ExpediaGroup / waggle-dance

Hive federation service. Enables disparate tables to be concurrently accessed across multiple Hive deployments.
Apache License 2.0
274 stars 76 forks source link

Kerberos Issue #287

Open sivaponting opened 1 year ago

sivaponting commented 1 year ago

Pasted the snippet of config from WD doc and have some doubt. The below config has to be configured both in primary & remote metastores?

In addition, all metastores need to use the Zookeeper shared token:

  <property>
    <name>hive.cluster.delegation.token.store.class</name>
    <value>org.apache.hadoop.hive.thrift.ZooKeeperTokenStore</value>
  </property>
  <property>
    <name>hive.cluster.delegation.token.store.zookeeper.connectString</name>
    <value>zk1:2181,zk2:2181,zk3:2181</value>
  </property>
  <property>
    <name>hive.cluster.delegation.token.store.zookeeper.znode</name>
    <value>/hive/token</value>
  </property>
sivaponting commented 1 year ago

Getting the below error while connecting to remote metastore using kerberos

image image

Need ur suggestion? Anyone please help to resolve. Thanks

sivaponting commented 1 year ago

Hi @patduin / @abhimanyugupta07 , Does the WD supports DBTokenStore? In my company all the existing Hive metastore is configured with DBTokenStore. For the initial connection it's connecting successfully using Kerberos. For the subsequent connection, it's trying with TOKENs and getting failed with DIGEST-MD5: IO error acquiring password.

patduin commented 1 year ago

I know very little about Kerberos as we don't use it ourselves. Kerberos has been a community contribution perhaps @zzzzming95 can help?

sivaponting commented 1 year ago

I know very little about Kerberos as we don't use it ourselves.

Kerberos has been a community contribution perhaps @zzzzming95 can help?

Thanks for the reply. @zzzzming95 kindly help on this issue.

zzzzming95 commented 1 year ago

@sivaponting

The below config has to be configured both in primary & remote metastores?

The answer is yes. In waggle-dance , we need to use one token to access all metastore (include primary & remote metastores) .

DBTokenStore mean using mysql to store token , it only share the token who using the same mysql. So it need to change the token sotre to ZKtokenstore.

It should be noted that you need to pay attention to the token storage capacity. By default, the storage limit of a single znode in zk is about 50,000 tokens.

sivaponting commented 1 year ago

@sivaponting

The below config has to be configured both in primary & remote metastores?

The answer is yes. In waggle-dance , we need to use one token to access all metastore (include primary & remote metastores) .

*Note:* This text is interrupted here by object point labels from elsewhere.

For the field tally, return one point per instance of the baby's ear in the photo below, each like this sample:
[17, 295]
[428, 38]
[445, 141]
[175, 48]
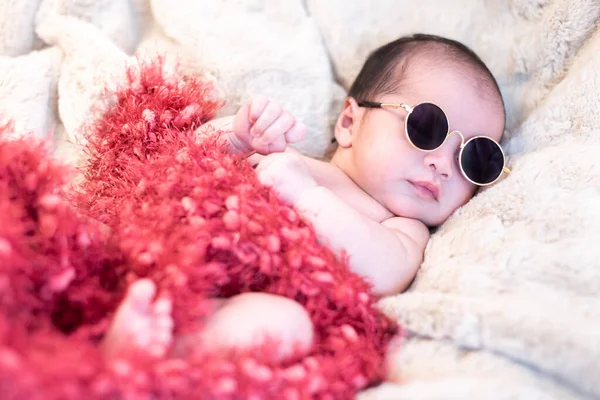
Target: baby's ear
[347, 123]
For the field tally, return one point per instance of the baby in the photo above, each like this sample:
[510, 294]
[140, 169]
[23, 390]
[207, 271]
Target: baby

DBTokenStore mean using mysql to store token , it only share the token who using the same mysql. So it need to change the token sotre to ZKtokenstore.

It should be noted that you need to pay attention to the token storage capacity. By default, the storage limit of a single znode in zk is about 50,000 tokens.

Thanks for ur comment. PROD metastore already using DBTokenStore. Changing it to ZooKeeperTokenStore may not be the right choice. Shall I use the same MySQL database where the PROD metastore is using? Will tht help to resolve the issue?

zzzzming95 commented 1 year ago

@sivaponting

Shall I use the same MySQL database where the PROD metastore is using?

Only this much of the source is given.